Relatedness and inbreeding coefficient

Individual inbreeding coefficients and pairwise relatedness coefficients were estimated from the SNPs dataset with the R library related 1.0 (Pew et al. 2015), using the full nine-states identity-by-descent model. Confidence intervals (95%) of the relatedness coefficients were calculated using 100 bootstraps over loci and these coefficients were considered significant if the lower limit of the confidence interval was greater than 0. Estimates of inbreeding and relatedness coefficients require information on the background allele frequencies of the population, so these were only calculated for the Cantabrian and Pyrenean populations, where the higher number of samples made this estimation possible.

Results

Mitochondrial phylogeography

A 385 bp fragment of the mitochondrial D-loop gene was sequenced for the 66 capercaillie individuals, which resulted in 15 different haplotypes. The phylogenetic tree constructed with these sequences showed the presence of two major mitochondrial clades (Fig. 2), one containing the majority of Pyrenean and Cantabrian individuals (Iberian group) and another corresponding to the rest of the European individuals (European group). As observed in previous studies (Duriez et al. 2007; Bajc et al. 2011; Klinga et al. 2015), several haplotypes from Balkan samples, specifically three from Bulgaria, were found to be associated with the Iberian clade, while some European haplotypes were found in the Pyrenees.

Fig. 2
figure 2

D-loop-based mitochondrial phylogeny of capercaillie individuals, with different colors indicating the Iberian specimens and the rest of the European specimens. The root of the tree was placed at the midpoint. The scale is in substitutions/position

Genetic structure of capercaillie populations

The Structure analysis was performed using 8627 SNPs from the homogeneous set of 44 samples (Table S1). The most supported number of populations (K), according to the Evanno method (Evanno et al. 2005), was 2 (Fig. 3a). This analysis showed that the capercaillie samples were firstly divided into an Iberian group and a group comprising the rest of the individuals from the European continent (Fig. 3b and c). Within the European group, all the specimens from the Alps presented a substantial level of admixture, since their genomic composition consists of approximately 75% of the European group with the rest corresponding to the Iberian group. The Pyrenean capercaillies also showed some admixture, with around 5% of the European component. Higher K values divided the European group into subgroups associated with the large European mountain ranges. With K = 3, the Alpine and Balkan populations formed one group while the Carpathian and western boreal populations formed another. With K = 5, the European groups were separated into the following subgroups: Alps, Balkans, Carpathians and western boreal zone. Finally, with K = 6 the Iberian group was divided into its two geographical populations.

Fig. 3
figure 3

a Estimated log likelihood of the data for the 10 runs performed for each number of populations (K) in the Structure analysis and the ∆K graph for estimating the best supported K according to the Evanno method. b Structure analysis of the homogeneous group of capercaillie samples with a correlated frequency model and K from 2 to 6. Each bar represents an individual and the colors indicate each of the inferred genomic groups. c Results of the Structure analysis with K = 2 represented on the map

Different conditions known to affect the Structure analysis in some circumstances were tested. When we used an uncorrelated frequency model, the most supported number of populations with the Evanno analysis was again 2 and the results with this K value were similar to those obtained with the correlated model. However, the components that appeared with values of K > 2 were residual, giving rise to a structure similar to that of K = 2 (Figure S1a). The analysis after filtering out singletons again supported K = 2 and gave similar results to those obtained with the full SNPs dataset (Figure S1b). These results indicated that the Evanno result is robust under different conditions.

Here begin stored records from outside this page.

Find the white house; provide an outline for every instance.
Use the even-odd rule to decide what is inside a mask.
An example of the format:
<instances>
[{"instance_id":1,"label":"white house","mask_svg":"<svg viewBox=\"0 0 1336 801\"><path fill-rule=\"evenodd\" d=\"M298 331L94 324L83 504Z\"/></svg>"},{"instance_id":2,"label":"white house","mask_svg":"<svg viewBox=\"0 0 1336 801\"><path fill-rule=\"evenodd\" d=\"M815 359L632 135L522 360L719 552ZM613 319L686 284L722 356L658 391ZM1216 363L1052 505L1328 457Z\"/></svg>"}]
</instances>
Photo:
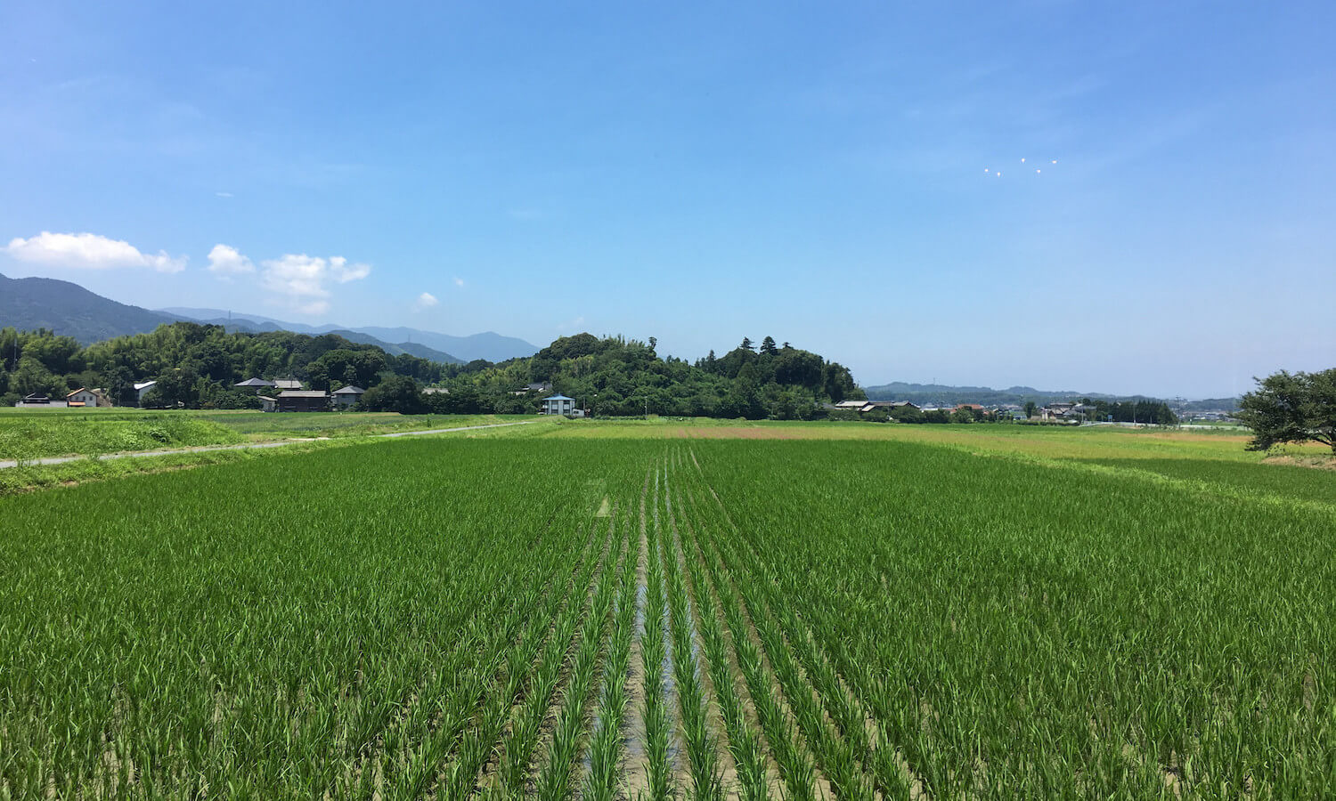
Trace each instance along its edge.
<instances>
[{"instance_id":1,"label":"white house","mask_svg":"<svg viewBox=\"0 0 1336 801\"><path fill-rule=\"evenodd\" d=\"M544 398L542 410L538 414L564 414L566 417L574 417L576 399L566 398L565 395L552 395L550 398Z\"/></svg>"},{"instance_id":2,"label":"white house","mask_svg":"<svg viewBox=\"0 0 1336 801\"><path fill-rule=\"evenodd\" d=\"M142 380L142 382L136 383L135 384L135 406L143 406L144 405L144 395L148 394L148 390L151 390L151 388L154 388L156 386L158 386L156 380Z\"/></svg>"},{"instance_id":3,"label":"white house","mask_svg":"<svg viewBox=\"0 0 1336 801\"><path fill-rule=\"evenodd\" d=\"M102 390L90 390L87 387L79 387L73 392L65 395L67 406L111 406L111 398Z\"/></svg>"}]
</instances>

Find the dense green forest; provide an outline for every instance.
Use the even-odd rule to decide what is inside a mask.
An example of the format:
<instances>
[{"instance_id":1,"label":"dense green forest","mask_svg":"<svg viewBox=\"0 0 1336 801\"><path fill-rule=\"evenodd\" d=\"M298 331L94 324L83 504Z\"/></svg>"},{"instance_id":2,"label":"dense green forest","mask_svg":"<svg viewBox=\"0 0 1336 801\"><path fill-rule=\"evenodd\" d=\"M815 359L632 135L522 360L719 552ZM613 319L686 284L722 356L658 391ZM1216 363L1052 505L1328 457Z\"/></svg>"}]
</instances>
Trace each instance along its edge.
<instances>
[{"instance_id":1,"label":"dense green forest","mask_svg":"<svg viewBox=\"0 0 1336 801\"><path fill-rule=\"evenodd\" d=\"M100 387L112 402L134 400L136 382L156 380L146 405L188 409L258 409L247 378L298 378L314 388L371 386L386 376L436 382L444 364L407 354L391 356L373 344L334 334L290 331L228 334L222 326L172 323L148 334L116 336L81 347L73 336L47 330L0 330L0 402L29 394L63 398L79 387Z\"/></svg>"},{"instance_id":2,"label":"dense green forest","mask_svg":"<svg viewBox=\"0 0 1336 801\"><path fill-rule=\"evenodd\" d=\"M490 400L489 411L533 411L534 394L513 391L550 383L599 415L812 419L823 403L863 396L847 367L770 336L695 363L660 356L656 346L653 336L562 336L529 358L448 368L450 394L428 400L433 411L464 411L476 398Z\"/></svg>"},{"instance_id":3,"label":"dense green forest","mask_svg":"<svg viewBox=\"0 0 1336 801\"><path fill-rule=\"evenodd\" d=\"M0 402L102 387L130 403L136 382L156 380L146 405L248 409L258 406L255 394L232 388L247 378L297 378L317 390L357 384L369 390L365 407L403 413L534 413L546 390L528 384L550 384L600 415L811 419L824 414L823 403L863 396L847 367L770 336L695 363L663 358L656 344L578 334L529 358L441 364L334 334L228 334L222 326L174 323L81 347L45 330L5 328ZM424 395L425 384L449 392Z\"/></svg>"}]
</instances>

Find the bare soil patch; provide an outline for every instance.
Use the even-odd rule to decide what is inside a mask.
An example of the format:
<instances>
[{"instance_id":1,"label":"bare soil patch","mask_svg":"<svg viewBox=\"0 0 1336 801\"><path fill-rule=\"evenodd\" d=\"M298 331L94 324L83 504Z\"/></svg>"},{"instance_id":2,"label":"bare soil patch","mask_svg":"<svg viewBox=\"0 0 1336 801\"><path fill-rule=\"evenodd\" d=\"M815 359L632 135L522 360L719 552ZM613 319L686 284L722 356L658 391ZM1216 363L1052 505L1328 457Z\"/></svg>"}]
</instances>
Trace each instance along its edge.
<instances>
[{"instance_id":1,"label":"bare soil patch","mask_svg":"<svg viewBox=\"0 0 1336 801\"><path fill-rule=\"evenodd\" d=\"M1315 470L1336 470L1336 457L1267 457L1263 465L1289 465L1292 467L1312 467Z\"/></svg>"}]
</instances>

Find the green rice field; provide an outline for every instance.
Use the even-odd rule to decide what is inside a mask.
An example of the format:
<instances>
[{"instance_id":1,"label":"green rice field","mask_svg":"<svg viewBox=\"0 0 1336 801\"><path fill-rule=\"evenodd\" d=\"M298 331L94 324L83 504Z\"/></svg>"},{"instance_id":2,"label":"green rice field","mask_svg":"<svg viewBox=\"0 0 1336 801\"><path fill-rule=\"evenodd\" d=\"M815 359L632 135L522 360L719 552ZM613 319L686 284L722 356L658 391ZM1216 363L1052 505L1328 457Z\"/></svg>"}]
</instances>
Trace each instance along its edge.
<instances>
[{"instance_id":1,"label":"green rice field","mask_svg":"<svg viewBox=\"0 0 1336 801\"><path fill-rule=\"evenodd\" d=\"M1336 797L1336 471L1221 437L578 423L0 497L0 798Z\"/></svg>"}]
</instances>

The population structure analysis performed with PopCluster was highly consistent with that of Structure with the correlated model from K = 2 to K = 5 (Figure S2), although at K = 6 the two Iberian groups were not split, but rather the Alpine population was split into two groups. In addition, the most supported number of populations according to this method was K = 5, which differs from the Structure result.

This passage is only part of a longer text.